By uniting investigators with broad expertise in epidemiology, genomics, animal modelling, machine learning, community engagement and cancer prevention, the PROMINENT team, co-led by biologist and geneticist Allan Balmain, cancer epidemiologist Paul Brennan and computational biologist Núria López-Bigas, are bringing a new perspective to tackling fundamental questions on what causes cancer.
What we want to do with this challenge wouldn’t even have been possible two or three years ago.
Paul Brennan, co-lead of the PROMINENT team.
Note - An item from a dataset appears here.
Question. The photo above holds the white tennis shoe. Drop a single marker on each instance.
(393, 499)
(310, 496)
But the PROMINENT team won’t be starting from scratch. Their work will build on the work of the previously funded Mutographs team investigating unusual mutation patterns, another challenge from Cancer Grand Challenges.
Knowing why some cells become cancerous and others remain ‘normal’ will allow the team to look for new ways to prevent cancer developing in the first place.
“Normal tissue can contain mutations. And what that tells you is that while mutations are necessary to induce cancer, they are not always sufficient, and there must be other stimulators of cancer,” says Swanton.
“So, what’s promoting cancers in these tissues? What stimulates the birth of the first cancer cell that ultimately will go on to form the rest of the tumour?
“This, I think is probably one of the greatest challenges in cancer medicine today, and one that I think we’re going to be able to unravel as a result of this Cancer Grand Challenge.”
Bringing new hope to patients
In our cells, DNA is tightly coiled into structures called chromosomes, which store all the genetic material we need for normal cell growth and survival.
However, some small, circular pieces of DNA can exist in cells outside of chromosomes. This DNA is known as extrachromosomal DNA (ecDNA).
Studies have shown that cancer cells have a lot of ecDNA in them, and these pieces of ecDNA often contain genes called oncogenes, which are the genes that have the potential to cause cancer.
ecDNA can quickly change and multiply, and, thanks to recent research, it’s becoming increasingly clear that it plays a role in cancer’s ability to evolve and become resistant to treatment.
But whilst we know that ecDNA plays a role in cancer biology, we don’t know how it evades the body’s immune system, or even how it forms. And that means we don’t know how to target it.
To answer these questions, Cancer Grand Challenges invited teams to study ecDNA using the latest genetic technologies, and the eDyNAmiC team was deemed up to the Extrachromosomal DNA challenge.
Inspired by strategies used by jazz musicians to think and work creatively, the team, led by Paul Mischel, is uniting mathematical modelling to predict tumour evolution and biology studies challenging the understanding of how a cell functions, as well as viewing what’s happening in patients in real time.
By exploring new ways to target the unstable genomes of cancers, and drug currently undruggable targets, the eDyNAmiC team wants to give hope to people whose cancers are driven by ecDNA, and are usually some of the hardest to treat.
“We’re just beginning to see how important ecDNA is in the evolution of tumours. It’s entirely unpredictable, entirely chaotic and very difficult to target,” says Swanton.
“We need to understand ecDNA if we’re going to understand cancer drug resistance and this team will help us get to the heart of that problem much more quickly. We need to understand its biology, how it evolves, how its maintained, and ultimately how to target it.”
A global effort
The global community of investigators supported by Cancer Grand Challenges now stands at over 700 researchers, advocates, and partners from across 10 countries and 68 research institutions.
By bringing together specialists that span multiple disciplines around the world that may not otherwise have the opportunity to collaborate, Cancer Grand Challenges is facilitating the truly innovative science we need to overcome the current barriers to progress in cancer research.
“We have already seen during the pandemic what can happen when world-leading scientists transcend borders and focus on a common goal,” adds Michelle Mitchell, our chief executive officer.
“As four more teams join the Cancer Grand Challenges global effort, we are gaining momentum in transforming patient outcomes and ultimately saving lives across the world.”